You've probably heard the old adage "no hoof, no horse" and maybe even had occasion to experience for yourself when your horse became 3-legged lame with an abscess or lost a shoe.  Horses place a lot of weight on their feet while essentially standing on their tiptoes and weighting their fingernails.  It's no wonder some pain there or an imbalance can cause such a big difference to their gait and soundness!

The pastern and bones of the foot


CLUB FEET


Club feet are abnormally upright hooves.  They typically occur in front feet and often with one hoof upright and the other hoof at a lower angle than is normal.  Club feet can be the result of tightness of the Deep Digital Flexor Tendon due to nutritional imbalance where the bones lengthen quicker than ligaments. It can also be an imbalance caused by horses adopting a habitual stance while grazing of always putting the other foot forward. There is even a genetic component and some family lines in Arabians seem prone to club feet. Sometimes this condition can be gently and gradually corrected by trimming and shoeing to even out the two front feet. Occasionally in extreme examples, surgery may be required in which vets cut the inferior check ligament to allow the heel to drop normally. 


LAMINITIS


The bones inside the foot are connected to the hoof capsule by laminae, interlocking folds on sensitive soft tissue on the outside of the bone (P3) and the inside of the hoof capsule.  These sensitive laminae can become inflamed, swollen, and weak by grain overloading (like when a horse gets loose and eats a lot of grain), too much fresh spring grass after not being exposed to it all winter, insulin resistance or illness caused by infectious disease. This is called foundering, and is very painful to the horse.  It can happen repeatedly in the case of a horse with insulin resistance where any slight changes in sugar-intake can bring on an episode or it can occur in isolated incidences where triggered by stresses on the body.

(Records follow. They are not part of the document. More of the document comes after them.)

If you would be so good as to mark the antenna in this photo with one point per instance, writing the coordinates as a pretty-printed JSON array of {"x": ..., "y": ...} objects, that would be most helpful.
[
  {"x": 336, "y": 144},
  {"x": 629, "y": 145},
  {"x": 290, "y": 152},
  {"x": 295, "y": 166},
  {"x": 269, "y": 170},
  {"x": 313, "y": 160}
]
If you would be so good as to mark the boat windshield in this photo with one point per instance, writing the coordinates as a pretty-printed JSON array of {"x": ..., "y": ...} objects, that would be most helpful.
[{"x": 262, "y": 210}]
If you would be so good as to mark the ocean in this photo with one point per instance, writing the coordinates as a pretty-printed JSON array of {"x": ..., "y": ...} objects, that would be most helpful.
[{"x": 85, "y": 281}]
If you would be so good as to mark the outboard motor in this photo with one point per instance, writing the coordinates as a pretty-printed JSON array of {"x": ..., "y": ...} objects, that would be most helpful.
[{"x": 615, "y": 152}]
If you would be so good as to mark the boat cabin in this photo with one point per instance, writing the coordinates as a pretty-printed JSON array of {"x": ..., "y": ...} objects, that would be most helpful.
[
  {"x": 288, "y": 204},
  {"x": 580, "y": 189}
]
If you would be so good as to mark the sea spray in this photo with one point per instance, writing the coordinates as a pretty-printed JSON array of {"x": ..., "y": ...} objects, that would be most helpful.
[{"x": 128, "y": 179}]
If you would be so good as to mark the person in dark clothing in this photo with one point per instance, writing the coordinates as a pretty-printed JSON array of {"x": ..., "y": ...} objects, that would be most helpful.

Founder can be mild and treatable or may necessitate euthanasia, depending on the severity. Extreme cases may cause the bone of the hoof (P3) to drop within the hoof capsule or to rotate downwards now that it is no longer properly supported by the laminae (see above).  

A horse can even lose it's hoof capsule entirely and shed it like a snake shedding its skin, although this is mercifully rare.  

Hoof capsule - see folds of laminae

Hoof health is very crucial for your horse's well-being. Be sure to keep your horse's diet managed carefully and introduce your horse gradually to green grass in the spring & summer.  If your horse seems ouchy on his or her feet, call a vet.  They can help you determine whether the horse has an abscess (an infected area within the hoof capsule) which though painful is very treatable, or whether it is foundering.